First some personal historical background. In my school district, you could do Algebra in middle school but unlike a standard class it only covered linear equations.  When I was in High School after doing  Geometry in 9th grade, I entered a 3 year accelerated math sequence that terminated with AP Calculus BC.  For the first year we did a semester going over quadratics leading up to the derivation of the quadratic formula and a semester of trigonometry.   So for all intents and purposes, I didn't learn anything from the standard Algebra II curriculum. Interestingly, this didn't have any particular consequences and as time went by I learned some of the topics when necessary and required for something else. I remember thinking in College, "I wish I had covered more Linear Algebra/Matrices" but never really "What's Descartes' rule of signs?"

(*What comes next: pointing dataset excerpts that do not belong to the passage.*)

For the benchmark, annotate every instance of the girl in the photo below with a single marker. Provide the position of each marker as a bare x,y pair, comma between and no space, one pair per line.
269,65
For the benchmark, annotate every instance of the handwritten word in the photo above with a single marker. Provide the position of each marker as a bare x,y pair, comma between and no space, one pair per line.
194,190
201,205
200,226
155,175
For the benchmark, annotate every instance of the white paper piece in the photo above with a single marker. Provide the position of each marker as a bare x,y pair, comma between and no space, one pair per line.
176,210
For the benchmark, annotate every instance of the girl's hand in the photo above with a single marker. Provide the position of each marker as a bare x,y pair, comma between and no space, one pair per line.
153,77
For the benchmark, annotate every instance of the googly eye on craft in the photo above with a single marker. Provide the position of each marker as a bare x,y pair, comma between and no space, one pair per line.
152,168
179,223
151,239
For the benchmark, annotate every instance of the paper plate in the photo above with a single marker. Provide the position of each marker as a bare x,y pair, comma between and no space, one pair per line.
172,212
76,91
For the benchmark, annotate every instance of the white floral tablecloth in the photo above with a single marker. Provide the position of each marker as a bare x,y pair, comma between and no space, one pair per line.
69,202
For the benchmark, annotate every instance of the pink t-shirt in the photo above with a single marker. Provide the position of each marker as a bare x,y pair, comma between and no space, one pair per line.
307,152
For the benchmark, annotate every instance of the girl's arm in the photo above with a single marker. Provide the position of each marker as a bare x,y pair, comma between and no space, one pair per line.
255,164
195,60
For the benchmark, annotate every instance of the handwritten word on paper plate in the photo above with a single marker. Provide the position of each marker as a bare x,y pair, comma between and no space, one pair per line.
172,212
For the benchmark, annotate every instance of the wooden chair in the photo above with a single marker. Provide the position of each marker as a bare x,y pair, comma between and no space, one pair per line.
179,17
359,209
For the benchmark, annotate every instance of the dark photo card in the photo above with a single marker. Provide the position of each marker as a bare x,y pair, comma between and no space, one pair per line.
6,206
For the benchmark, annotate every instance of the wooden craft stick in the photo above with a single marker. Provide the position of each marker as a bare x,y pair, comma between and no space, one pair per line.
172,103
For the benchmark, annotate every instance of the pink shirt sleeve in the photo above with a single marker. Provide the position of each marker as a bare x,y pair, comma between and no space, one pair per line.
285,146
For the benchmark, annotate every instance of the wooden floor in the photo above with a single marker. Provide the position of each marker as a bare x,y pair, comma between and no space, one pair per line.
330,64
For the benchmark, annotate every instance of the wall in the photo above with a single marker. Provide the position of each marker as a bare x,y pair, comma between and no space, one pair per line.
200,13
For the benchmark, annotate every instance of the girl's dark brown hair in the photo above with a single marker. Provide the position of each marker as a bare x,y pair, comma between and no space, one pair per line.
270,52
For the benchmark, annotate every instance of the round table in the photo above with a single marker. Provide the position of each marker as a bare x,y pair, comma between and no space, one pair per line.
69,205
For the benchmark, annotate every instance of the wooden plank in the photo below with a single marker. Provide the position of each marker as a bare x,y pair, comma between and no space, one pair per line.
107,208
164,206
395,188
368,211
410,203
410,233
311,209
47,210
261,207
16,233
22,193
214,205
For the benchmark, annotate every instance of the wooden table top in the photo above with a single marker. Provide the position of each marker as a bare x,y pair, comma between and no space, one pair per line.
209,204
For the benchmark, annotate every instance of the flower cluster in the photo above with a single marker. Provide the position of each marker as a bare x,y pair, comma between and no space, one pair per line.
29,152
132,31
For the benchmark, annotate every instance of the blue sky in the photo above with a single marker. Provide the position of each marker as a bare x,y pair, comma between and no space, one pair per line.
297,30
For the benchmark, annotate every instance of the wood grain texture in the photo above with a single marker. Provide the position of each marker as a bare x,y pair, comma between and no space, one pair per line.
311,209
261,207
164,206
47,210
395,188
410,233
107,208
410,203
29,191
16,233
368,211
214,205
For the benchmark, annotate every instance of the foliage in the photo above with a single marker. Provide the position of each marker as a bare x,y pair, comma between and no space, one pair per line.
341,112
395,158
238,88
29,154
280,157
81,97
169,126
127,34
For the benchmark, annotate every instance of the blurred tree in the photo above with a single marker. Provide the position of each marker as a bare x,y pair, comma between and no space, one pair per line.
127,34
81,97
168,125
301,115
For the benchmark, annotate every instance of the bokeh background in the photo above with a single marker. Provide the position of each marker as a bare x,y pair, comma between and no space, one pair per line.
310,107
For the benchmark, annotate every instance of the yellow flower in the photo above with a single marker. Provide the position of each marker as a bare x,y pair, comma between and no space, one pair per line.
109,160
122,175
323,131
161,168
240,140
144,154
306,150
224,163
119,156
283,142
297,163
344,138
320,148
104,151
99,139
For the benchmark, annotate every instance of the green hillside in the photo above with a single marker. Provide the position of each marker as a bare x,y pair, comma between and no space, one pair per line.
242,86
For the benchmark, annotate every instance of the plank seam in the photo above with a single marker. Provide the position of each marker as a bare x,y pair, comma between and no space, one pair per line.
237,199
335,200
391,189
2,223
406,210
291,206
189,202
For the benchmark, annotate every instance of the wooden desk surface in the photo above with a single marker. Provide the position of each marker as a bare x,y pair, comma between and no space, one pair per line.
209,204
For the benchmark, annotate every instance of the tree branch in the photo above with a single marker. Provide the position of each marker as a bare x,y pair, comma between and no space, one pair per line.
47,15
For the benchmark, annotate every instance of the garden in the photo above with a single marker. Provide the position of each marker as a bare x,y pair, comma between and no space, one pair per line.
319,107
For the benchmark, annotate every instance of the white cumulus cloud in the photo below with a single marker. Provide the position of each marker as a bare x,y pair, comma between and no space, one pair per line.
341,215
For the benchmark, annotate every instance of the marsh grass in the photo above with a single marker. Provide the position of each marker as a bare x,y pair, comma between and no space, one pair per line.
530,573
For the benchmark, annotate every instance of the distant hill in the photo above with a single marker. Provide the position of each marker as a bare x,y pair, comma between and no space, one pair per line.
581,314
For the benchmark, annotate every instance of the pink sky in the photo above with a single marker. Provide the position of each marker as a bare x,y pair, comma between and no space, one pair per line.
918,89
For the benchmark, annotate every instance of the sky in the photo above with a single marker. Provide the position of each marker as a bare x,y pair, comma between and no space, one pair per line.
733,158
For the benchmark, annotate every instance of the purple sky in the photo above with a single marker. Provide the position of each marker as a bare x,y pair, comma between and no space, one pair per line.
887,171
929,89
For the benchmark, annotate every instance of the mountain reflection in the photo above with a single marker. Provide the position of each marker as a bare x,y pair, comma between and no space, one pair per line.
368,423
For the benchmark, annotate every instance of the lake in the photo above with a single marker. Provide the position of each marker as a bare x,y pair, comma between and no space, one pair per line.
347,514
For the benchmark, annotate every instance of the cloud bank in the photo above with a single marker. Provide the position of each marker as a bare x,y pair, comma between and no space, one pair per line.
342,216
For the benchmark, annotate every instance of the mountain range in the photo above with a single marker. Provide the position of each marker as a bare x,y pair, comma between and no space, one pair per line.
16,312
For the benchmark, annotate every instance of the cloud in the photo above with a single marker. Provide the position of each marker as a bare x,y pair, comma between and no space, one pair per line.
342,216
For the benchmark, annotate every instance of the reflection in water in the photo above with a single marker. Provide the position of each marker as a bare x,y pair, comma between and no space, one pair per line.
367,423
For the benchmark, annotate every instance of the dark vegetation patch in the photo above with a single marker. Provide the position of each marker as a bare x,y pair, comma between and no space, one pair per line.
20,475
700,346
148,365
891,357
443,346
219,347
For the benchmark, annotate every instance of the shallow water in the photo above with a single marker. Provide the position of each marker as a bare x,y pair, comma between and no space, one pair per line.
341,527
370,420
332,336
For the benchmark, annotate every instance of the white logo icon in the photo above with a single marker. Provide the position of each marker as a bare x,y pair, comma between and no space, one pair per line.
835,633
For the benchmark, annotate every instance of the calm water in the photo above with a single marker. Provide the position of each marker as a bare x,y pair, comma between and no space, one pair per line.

However, over the last few years my affection for two particular tools from there has grown quite a bit: The Rational Roots Theorem and Polynomial division.  First, these are often under attack and dropped (just as in my own experience).  Its not unusual to see people wonder online: what are the real world applications of these or will they ever be used again?  In High School, I might have said you can always graph and use approximation techniques like Newton's Method when these come up. More significantly,  the existence of Wolfram Alpha has made generalized solutions to cubic and quartic equations easily accessible (if not derivable) From my perspective, they are two basic polynomial analysis techniques that offer a gateway to understand higher degree polynomials.  That understanding is valuable in itself but in addition they offer a fairly general technique for a lot of algebraic puzzles that I try out and I find it extremely satisfying to be able to analyze these with  just pencil and paper.

#### Example 1:

$$x^2 - 13 =\sqrt{x + 13}$$

This looks not to hard at first until you square both sides to get rid of the radical and realize its a quartic in disguise:

$x^4 - 26x^2 + 169 = x + 13$ => $x^4 - 26x^2 -x + 156 = 0$

A common strategy at this point is to look for clever factorizations.  But its often really hard to see where to start. In fact, I find these are often easier to derive backwards after you know the roots anyway.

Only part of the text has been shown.